On voudrait que la souveraineté soit un titre de propriété — auquel cas personne n'en détient de propre sur ce continent, et le procès du Québec est aussi celui de tous les États des Amériques, qu'on attend de voir instruit avec la même vigueur.
Mais la souveraineté n'est pas le cadastre. Elle est le calumet. Elle est la capacité d'un peuple à répondre de lui-même devant les autres, et c'est une capacité qui ne se prouve pas par des titres : elle se démontre en s'asseyant.
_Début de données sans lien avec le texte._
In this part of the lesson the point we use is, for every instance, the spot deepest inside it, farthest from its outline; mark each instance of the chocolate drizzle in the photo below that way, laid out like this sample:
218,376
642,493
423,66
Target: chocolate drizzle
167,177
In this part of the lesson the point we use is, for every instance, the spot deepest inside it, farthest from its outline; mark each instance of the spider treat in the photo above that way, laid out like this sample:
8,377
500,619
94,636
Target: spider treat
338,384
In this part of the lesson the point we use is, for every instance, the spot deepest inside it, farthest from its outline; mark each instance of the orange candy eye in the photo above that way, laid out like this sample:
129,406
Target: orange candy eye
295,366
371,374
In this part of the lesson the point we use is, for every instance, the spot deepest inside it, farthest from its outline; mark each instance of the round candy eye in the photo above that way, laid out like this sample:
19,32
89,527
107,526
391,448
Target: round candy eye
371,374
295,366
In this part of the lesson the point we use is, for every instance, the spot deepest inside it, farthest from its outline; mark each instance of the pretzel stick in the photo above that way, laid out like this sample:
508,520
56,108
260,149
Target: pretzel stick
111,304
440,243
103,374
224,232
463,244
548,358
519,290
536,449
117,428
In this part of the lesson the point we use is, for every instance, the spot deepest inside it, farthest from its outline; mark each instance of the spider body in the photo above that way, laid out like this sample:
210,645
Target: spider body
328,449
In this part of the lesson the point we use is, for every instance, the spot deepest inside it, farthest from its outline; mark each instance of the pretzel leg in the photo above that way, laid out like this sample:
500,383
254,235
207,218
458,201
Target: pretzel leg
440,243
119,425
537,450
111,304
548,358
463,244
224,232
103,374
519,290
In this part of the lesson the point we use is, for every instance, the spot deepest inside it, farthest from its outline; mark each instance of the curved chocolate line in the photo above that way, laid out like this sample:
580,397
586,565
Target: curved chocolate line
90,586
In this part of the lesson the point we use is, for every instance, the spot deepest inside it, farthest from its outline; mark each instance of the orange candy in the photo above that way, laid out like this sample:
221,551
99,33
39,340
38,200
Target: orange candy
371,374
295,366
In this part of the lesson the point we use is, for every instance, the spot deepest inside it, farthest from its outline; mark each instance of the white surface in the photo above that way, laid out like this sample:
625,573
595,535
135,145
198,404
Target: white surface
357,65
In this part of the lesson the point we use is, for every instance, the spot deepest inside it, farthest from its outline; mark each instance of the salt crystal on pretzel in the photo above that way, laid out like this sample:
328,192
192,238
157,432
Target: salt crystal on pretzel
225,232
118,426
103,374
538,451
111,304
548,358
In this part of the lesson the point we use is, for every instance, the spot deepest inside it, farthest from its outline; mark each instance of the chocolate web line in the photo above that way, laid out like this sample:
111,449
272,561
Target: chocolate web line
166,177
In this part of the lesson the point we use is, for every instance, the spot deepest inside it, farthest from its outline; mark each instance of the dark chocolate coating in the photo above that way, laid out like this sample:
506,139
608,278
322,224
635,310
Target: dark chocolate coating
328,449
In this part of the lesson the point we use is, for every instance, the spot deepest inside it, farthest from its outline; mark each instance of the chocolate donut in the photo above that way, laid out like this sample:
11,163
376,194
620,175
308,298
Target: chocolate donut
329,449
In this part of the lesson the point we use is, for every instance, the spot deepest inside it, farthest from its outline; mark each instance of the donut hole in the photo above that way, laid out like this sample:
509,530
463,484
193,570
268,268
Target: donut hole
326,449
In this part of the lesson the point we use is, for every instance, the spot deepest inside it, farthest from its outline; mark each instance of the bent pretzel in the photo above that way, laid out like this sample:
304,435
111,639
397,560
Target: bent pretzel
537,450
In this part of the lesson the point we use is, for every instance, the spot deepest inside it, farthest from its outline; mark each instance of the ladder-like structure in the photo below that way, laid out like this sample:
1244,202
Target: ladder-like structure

Un Québec souverain n'hériterait donc pas d'un lot. Il hériterait d'une obligation — celle de refaire, en grand et pour de bon, ce que Callière et Kondiaronk ont fait un été : une entente que toutes les nations du territoire signeraient, chacune de sa main, chacune de son nom, chacune de son être. Y compris celles qui ont dit non en 1995, et surtout celles-là, puisque ce sont elles qui auraient le plus à accorder.
Ce serait la réponse définitive à 1982. Non pas une constitution imposée à laquelle il manque une signature, mais une alliance à laquelle il n'en manquerait aucune. Le Canada a eu quarante ans pour faire signer le Québec et n'a pas essayé deux fois. Le Québec, lui, a déjà la table, le précédent, et trois siècles de pratique. Il ne lui manque que de se souvenir — mais cela, il paraît que c'est sa devise.